The football stadium at Williamsburg had turned into a loud frenzy. Raider students charged onto the field after time ran out on Williamsburg’s 24-21 victory.

Mid-Prairie head coach Pete Cavanagh had finished talking to his team.

He walked around the field, probably replaying the whole darn thing in his mind, play by play, minute by minute.

And just then, his son, senior quarterback Will Cavanagh, walked over to him and the two hugged tightly.

Right then, you knew exactly how much this game meant to the Golden Hawks, and certainly to the Cavanagh family.
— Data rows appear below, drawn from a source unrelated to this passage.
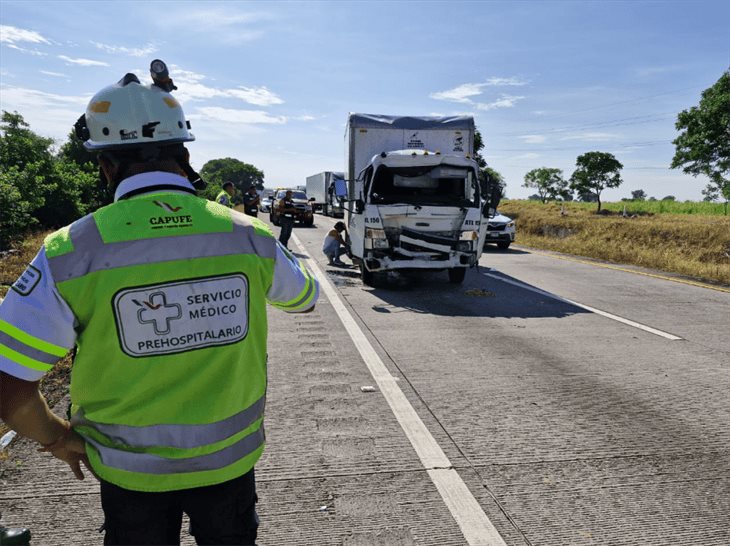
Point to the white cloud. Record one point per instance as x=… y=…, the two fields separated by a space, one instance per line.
x=522 y=157
x=463 y=93
x=592 y=137
x=227 y=25
x=133 y=52
x=55 y=74
x=82 y=62
x=505 y=81
x=460 y=93
x=48 y=114
x=25 y=50
x=12 y=35
x=505 y=101
x=231 y=115
x=260 y=96
x=533 y=139
x=191 y=88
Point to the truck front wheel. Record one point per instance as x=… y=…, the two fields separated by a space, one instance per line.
x=457 y=274
x=368 y=277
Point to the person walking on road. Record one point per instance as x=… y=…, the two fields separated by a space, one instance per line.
x=286 y=210
x=164 y=295
x=225 y=195
x=335 y=245
x=251 y=202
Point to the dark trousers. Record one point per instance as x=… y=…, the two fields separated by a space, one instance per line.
x=219 y=514
x=286 y=226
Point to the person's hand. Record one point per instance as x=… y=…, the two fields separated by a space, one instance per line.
x=71 y=449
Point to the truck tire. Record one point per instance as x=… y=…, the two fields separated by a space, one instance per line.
x=457 y=274
x=368 y=277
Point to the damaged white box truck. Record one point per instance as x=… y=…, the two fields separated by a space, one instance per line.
x=417 y=201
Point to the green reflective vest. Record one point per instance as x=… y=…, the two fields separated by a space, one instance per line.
x=169 y=380
x=224 y=199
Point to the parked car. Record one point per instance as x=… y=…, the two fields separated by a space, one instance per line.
x=501 y=231
x=304 y=212
x=265 y=205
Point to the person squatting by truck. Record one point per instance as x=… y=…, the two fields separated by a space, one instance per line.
x=225 y=195
x=335 y=245
x=169 y=382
The last time the Golden Hawks defeated Williamsburg, in 2009, Pete Cavanagh was head coach. The Golden Hawks won that game, 21-19. Will Cavanagh would have been in kindergarten back then. How could he possibly know?

And that was the last time, until Friday night, when Mid-Prairie really took a shot at the Raiders. The Golden Hawks lost by 34 points in Will Cavanagh’s freshman year. They lost by 36 points the year before. They were shut out in 2015 and again in 2016.
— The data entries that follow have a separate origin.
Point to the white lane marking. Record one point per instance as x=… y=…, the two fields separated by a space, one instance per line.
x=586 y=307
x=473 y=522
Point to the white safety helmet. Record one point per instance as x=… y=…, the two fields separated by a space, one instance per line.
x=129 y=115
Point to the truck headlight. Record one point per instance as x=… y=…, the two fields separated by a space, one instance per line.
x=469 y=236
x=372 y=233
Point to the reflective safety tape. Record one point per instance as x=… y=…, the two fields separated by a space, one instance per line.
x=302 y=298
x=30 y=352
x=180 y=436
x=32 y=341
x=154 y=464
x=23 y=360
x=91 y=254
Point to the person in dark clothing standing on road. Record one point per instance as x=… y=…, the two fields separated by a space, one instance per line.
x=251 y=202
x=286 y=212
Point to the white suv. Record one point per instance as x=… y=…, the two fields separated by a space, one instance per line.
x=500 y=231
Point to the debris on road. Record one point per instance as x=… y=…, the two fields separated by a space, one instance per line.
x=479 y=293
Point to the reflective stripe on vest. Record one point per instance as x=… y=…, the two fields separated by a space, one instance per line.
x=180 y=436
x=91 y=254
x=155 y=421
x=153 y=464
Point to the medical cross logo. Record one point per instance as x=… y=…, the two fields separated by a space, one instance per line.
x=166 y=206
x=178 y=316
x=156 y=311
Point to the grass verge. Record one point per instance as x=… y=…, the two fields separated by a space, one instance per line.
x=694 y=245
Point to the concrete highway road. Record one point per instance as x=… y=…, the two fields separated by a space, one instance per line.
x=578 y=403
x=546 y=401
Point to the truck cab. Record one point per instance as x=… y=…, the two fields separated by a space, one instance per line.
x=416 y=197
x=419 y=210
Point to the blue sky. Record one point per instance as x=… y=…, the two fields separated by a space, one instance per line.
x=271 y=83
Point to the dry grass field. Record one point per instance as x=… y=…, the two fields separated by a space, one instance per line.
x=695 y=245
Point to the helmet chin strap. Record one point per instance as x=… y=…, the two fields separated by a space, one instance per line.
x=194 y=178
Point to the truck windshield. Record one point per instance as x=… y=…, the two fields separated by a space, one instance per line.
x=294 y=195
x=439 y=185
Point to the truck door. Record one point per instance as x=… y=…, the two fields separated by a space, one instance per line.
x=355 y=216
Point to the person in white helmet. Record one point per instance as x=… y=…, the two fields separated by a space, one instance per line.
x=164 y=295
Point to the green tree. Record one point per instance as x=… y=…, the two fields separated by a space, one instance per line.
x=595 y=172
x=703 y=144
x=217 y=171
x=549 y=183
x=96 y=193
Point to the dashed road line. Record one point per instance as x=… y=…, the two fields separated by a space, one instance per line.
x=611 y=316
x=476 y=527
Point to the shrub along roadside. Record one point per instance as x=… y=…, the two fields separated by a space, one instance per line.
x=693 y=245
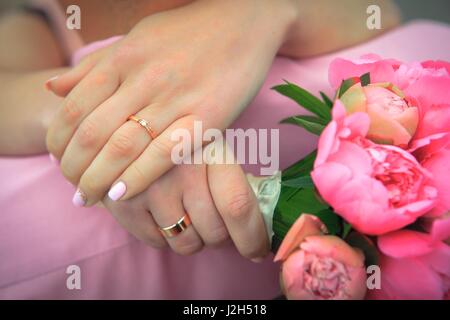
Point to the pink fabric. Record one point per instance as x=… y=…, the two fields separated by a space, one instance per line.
x=42 y=233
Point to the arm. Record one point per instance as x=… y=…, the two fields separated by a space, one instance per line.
x=30 y=57
x=328 y=25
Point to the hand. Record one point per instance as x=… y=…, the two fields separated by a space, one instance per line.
x=218 y=200
x=173 y=68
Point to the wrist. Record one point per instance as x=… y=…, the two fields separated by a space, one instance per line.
x=270 y=20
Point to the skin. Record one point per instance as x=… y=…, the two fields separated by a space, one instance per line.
x=170 y=82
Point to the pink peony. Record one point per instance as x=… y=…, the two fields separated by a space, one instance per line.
x=317 y=266
x=413 y=266
x=392 y=119
x=376 y=188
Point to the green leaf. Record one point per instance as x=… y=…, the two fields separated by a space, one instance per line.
x=331 y=220
x=292 y=203
x=358 y=240
x=300 y=168
x=327 y=100
x=299 y=182
x=345 y=85
x=365 y=79
x=305 y=99
x=310 y=123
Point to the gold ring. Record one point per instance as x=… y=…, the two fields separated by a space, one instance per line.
x=176 y=228
x=143 y=123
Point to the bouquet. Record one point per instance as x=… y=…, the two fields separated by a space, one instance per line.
x=366 y=215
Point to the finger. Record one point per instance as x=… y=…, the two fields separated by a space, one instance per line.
x=156 y=158
x=167 y=209
x=61 y=85
x=94 y=89
x=198 y=202
x=239 y=209
x=137 y=220
x=95 y=131
x=99 y=170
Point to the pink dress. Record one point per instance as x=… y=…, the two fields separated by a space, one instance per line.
x=42 y=233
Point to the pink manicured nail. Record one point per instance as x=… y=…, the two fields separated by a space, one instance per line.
x=53 y=159
x=49 y=81
x=79 y=199
x=117 y=191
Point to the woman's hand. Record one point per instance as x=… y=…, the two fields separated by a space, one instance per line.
x=204 y=61
x=217 y=198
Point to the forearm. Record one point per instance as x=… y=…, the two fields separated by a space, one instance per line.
x=328 y=25
x=25 y=111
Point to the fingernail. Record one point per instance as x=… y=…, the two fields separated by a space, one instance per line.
x=117 y=191
x=79 y=199
x=49 y=81
x=53 y=159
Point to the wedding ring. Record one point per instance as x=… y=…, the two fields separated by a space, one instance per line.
x=143 y=123
x=176 y=228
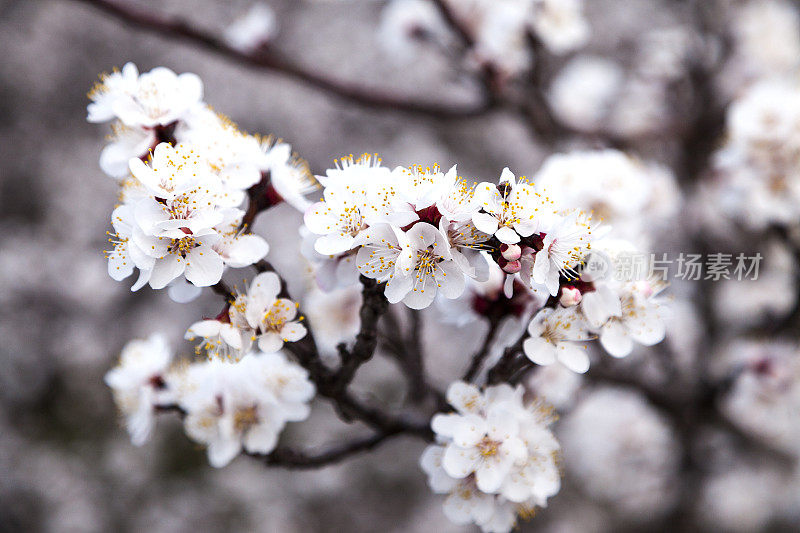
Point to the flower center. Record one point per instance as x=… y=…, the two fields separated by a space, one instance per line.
x=488 y=447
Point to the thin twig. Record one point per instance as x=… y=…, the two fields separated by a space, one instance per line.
x=268 y=59
x=373 y=306
x=480 y=356
x=295 y=459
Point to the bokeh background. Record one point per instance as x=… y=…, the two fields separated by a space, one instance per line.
x=65 y=462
A rivalry? Pete Cavanagh suggested to me before the season began that a rivalry only becomes a rivalry when both teams win.
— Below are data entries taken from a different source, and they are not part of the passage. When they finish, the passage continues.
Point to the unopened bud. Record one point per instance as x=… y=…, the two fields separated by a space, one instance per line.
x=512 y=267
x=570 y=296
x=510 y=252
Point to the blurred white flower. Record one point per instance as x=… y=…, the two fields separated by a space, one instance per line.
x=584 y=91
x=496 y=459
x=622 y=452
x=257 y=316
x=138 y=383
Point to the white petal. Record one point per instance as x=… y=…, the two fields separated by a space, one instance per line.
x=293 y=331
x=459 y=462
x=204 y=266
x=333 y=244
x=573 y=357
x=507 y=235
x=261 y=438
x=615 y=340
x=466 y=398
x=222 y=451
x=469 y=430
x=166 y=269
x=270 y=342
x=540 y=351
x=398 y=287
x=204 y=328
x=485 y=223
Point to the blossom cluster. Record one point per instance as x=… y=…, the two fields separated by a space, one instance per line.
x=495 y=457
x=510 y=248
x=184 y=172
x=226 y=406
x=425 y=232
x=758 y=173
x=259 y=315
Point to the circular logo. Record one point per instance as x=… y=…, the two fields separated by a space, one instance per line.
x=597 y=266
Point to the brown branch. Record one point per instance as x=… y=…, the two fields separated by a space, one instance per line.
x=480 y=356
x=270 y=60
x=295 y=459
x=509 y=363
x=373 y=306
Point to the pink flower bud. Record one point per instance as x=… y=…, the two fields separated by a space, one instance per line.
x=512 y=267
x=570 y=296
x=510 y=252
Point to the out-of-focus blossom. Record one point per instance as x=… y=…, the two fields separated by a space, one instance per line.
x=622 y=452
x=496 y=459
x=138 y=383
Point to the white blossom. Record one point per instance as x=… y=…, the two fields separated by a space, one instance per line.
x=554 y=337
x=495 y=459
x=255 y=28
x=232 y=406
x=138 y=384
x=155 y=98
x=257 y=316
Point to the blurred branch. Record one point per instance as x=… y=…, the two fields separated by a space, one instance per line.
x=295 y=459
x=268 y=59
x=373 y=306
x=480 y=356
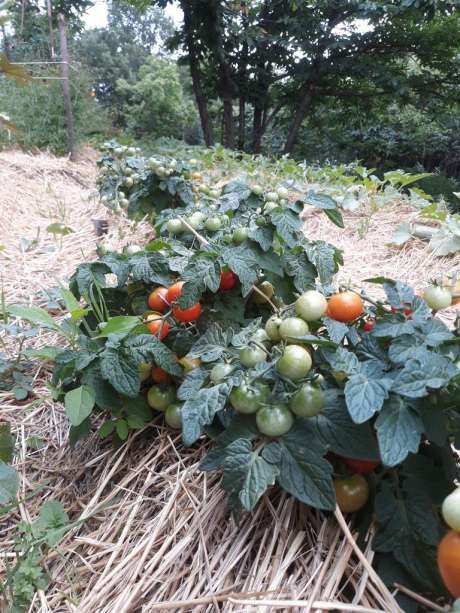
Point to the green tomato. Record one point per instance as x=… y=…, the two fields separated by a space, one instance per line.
x=239 y=235
x=274 y=420
x=220 y=372
x=311 y=305
x=175 y=226
x=160 y=397
x=144 y=371
x=295 y=363
x=249 y=399
x=293 y=327
x=250 y=356
x=451 y=510
x=437 y=297
x=213 y=224
x=173 y=415
x=308 y=401
x=272 y=328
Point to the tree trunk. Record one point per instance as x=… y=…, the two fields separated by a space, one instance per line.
x=195 y=73
x=305 y=101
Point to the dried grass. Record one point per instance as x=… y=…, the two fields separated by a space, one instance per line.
x=152 y=531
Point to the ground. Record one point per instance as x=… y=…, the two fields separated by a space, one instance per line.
x=152 y=532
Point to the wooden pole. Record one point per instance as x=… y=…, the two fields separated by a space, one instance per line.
x=66 y=88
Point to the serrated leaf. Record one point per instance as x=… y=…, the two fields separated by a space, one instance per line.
x=399 y=430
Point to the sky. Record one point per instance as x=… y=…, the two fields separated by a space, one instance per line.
x=96 y=16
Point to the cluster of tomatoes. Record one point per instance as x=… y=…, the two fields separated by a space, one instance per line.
x=449 y=547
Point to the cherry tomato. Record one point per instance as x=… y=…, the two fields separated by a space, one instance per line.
x=351 y=494
x=369 y=325
x=173 y=415
x=186 y=315
x=274 y=420
x=157 y=326
x=361 y=467
x=308 y=401
x=219 y=372
x=250 y=356
x=249 y=398
x=174 y=292
x=311 y=305
x=228 y=280
x=157 y=300
x=449 y=562
x=159 y=375
x=451 y=510
x=345 y=306
x=293 y=327
x=160 y=397
x=437 y=297
x=295 y=362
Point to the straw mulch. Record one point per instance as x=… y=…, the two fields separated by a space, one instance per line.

“A rivalry, yeah,” Pete said back in August, “but a rivalry only works if you’re winning both sides. That’s not happening right now.”

And that is spot on.

Will Cavanagh, who passed for a game-high 208 yards and ran for a team-high 90 yards, played a huge part in actually feeding that rivalry Friday night.

“He played well. I’m very proud of him,” Pete Cavanagh said of his son.

But Will wasn’t alone.

Every play was a fight for inches. Mid-Prairie senior Justice Jones fought through three Raider players after making a catch and nearly dragging them into the end zone. He scored a touchdown later and had a game-high 10 tackles. Offensive and defensive linemen fought for those inches with determination, especially after senior lineman Gannon Callahan hit the ground with an injury in the game’s early moments.

“We had some guys step up at receiver,” Pete Cavanagh said. “Our line held up for the most part against a blitzing defense. I thought they were awesome. I thought everybody played great tonight, I really do.”

Will Cavanagh passed for three touchdowns. He led the Golden Hawks downfield on virtually every possession in the first half, including the first one when he ran 26 yards for a first down and completed a long pass to Jones.

Cavanagh threw scoring strikes of 7 yards to Jarrett Hoffman and 17 yards to Jones in the second quarter.

He chopped up the usually iron-clad Williamsburg defense so effectively that the Raiders trailed 14-3 at halftime, and were fortunate to only be down 11 points.

Yardage become tougher in the second half. The Raiders rose up and held Mid-Prairie to pair of three-and-outs to begin the third quarter. But after Williamsburg went ahead 17-14 early in the fourth quarter, Cavanagh threw a scoring pass to Jack Pennington to put the Golden Hawks ahead, 21-17.

In the final two minutes of the game, and Mid-Prairie trailing 24-21, Cavanagh led a Mid-Prairie attack from its own 20-yard line to the Williamsburg 9. An incomplete pass on fourth down in the end zone finally ended it.

And now the rivalry will be left to another group of Golden Hawks next year.